- The Washington Times - Monday, September 25, 2000

Most real estate investors still pour their money into office buildings in the D.C. area, although apartments and industrial property are also becoming popular, local brokers say.

A recent survey of investors by Bethesda-based brokerage Transwestern found high-rise apartments are the fourth most popular kind of real estate investment in the D.C. area.

This marked a dramatic increase from 1997, when investors ranked high-rise apartments as the ninth most popular kind of real estate investment in the area.

Industrial property, meanwhile, rose from sixth place in 1997 to fifth place today.

"This doesn't necessarily mean investors are fleeing office space. It is more accurate to say more investors are getting into the multi-family housing and industrial markets than before," said Al Cissel, a senior vice president at Transwestern.

Delta Associates, an Alexandria-based real estate research firm, said investors spent $163 million on industrial property in the D.C.-Baltimore area during the first six months of 2000, up from about $145 million during the first half of 1999, a 12 percent increase.

By comparison, Delta said investors spent $1.3 billion on office space in the D.C. area alone at midyear 2000, up from $853 million during the like period in 1999, an increase of about 63 percent.

The level of investment in apartments in the D.C. area was not available from Delta.

Mr. Cissel said so-called institutional investors are the most common real estate investors in the D.C. market.

Institutional investors include retirement funds and real estate investment trusts, mutual funds that allow investors to pool their money in order to purchase property.

Jim Darby, Transwestern's senior vice president for investment sales, said the move toward industrial property is being driven in part by the growing popularity of data centers sophisticated, warehouse-style buildings that house equipment used by local technology companies.

"In general, supply is not keeping up with demand" for industrial space, Mr. Darby said.

Delta said the market is for both industrial property and apartments is the hottest it has been in years.

The vacancy rate for industrial space in the D.C.-Baltimore region is 8.3 percent, the lowest since the early 1980s, with approximately 6.5 million square feet of new space under construction.

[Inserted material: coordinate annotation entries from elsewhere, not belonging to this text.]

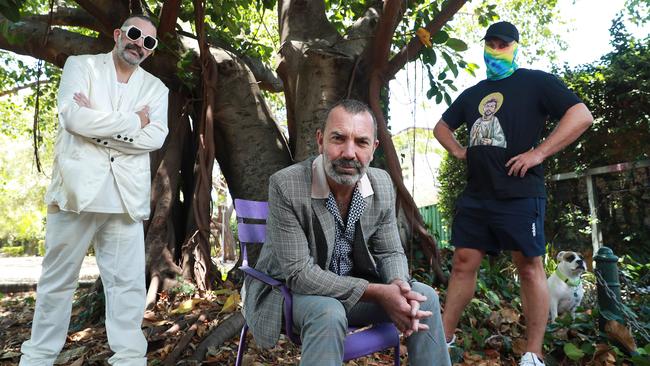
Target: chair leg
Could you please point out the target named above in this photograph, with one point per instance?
(397, 360)
(241, 349)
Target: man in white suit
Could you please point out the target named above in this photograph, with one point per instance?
(112, 113)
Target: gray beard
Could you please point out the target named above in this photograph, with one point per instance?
(342, 179)
(124, 56)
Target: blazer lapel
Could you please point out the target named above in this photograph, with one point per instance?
(130, 99)
(326, 224)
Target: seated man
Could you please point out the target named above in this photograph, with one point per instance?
(332, 237)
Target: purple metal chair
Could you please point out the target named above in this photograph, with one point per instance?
(251, 227)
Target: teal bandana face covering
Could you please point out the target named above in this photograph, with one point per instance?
(500, 63)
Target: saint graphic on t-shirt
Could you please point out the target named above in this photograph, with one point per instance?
(487, 129)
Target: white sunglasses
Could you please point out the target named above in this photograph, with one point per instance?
(134, 33)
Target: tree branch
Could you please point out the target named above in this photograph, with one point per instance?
(109, 13)
(168, 17)
(379, 58)
(28, 40)
(69, 17)
(265, 76)
(305, 20)
(410, 52)
(21, 87)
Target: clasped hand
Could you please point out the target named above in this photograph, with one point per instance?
(403, 306)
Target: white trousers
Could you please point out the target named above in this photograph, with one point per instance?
(119, 247)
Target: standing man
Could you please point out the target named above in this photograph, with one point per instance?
(502, 207)
(112, 113)
(332, 238)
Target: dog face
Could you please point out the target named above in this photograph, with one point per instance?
(571, 263)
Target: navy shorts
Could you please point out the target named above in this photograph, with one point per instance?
(492, 225)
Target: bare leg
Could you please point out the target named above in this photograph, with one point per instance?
(534, 289)
(461, 287)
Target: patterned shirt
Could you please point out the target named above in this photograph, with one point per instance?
(341, 263)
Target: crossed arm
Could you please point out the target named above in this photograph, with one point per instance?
(134, 132)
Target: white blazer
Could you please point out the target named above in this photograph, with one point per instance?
(107, 136)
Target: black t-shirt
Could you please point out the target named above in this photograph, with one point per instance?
(505, 118)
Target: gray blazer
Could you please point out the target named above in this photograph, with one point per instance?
(299, 244)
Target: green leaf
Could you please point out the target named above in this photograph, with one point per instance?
(573, 352)
(641, 360)
(11, 9)
(450, 63)
(433, 91)
(440, 37)
(456, 44)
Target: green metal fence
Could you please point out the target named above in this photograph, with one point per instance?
(436, 226)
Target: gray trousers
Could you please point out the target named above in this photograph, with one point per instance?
(322, 324)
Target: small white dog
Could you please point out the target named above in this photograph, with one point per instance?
(565, 285)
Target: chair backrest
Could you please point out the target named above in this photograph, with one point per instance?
(251, 224)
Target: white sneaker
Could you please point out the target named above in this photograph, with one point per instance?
(451, 343)
(530, 359)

Delta said the vacancy rate for apartments in the area is less than 1 percent, with more than 25,000 apartment units on the drawing board.

Experts say local developers are racing to meet demand for new apartments in the city.

A recent report by the National Multi Housing Council, a D.C.-based association of apartment building owners and managers, said the District has the oldest apartments in the nation.

Only 8.3 percent of the 108,000 apartments in the District were built after 1979. Most of the apartments about 26,000 were built before 1940, the study said.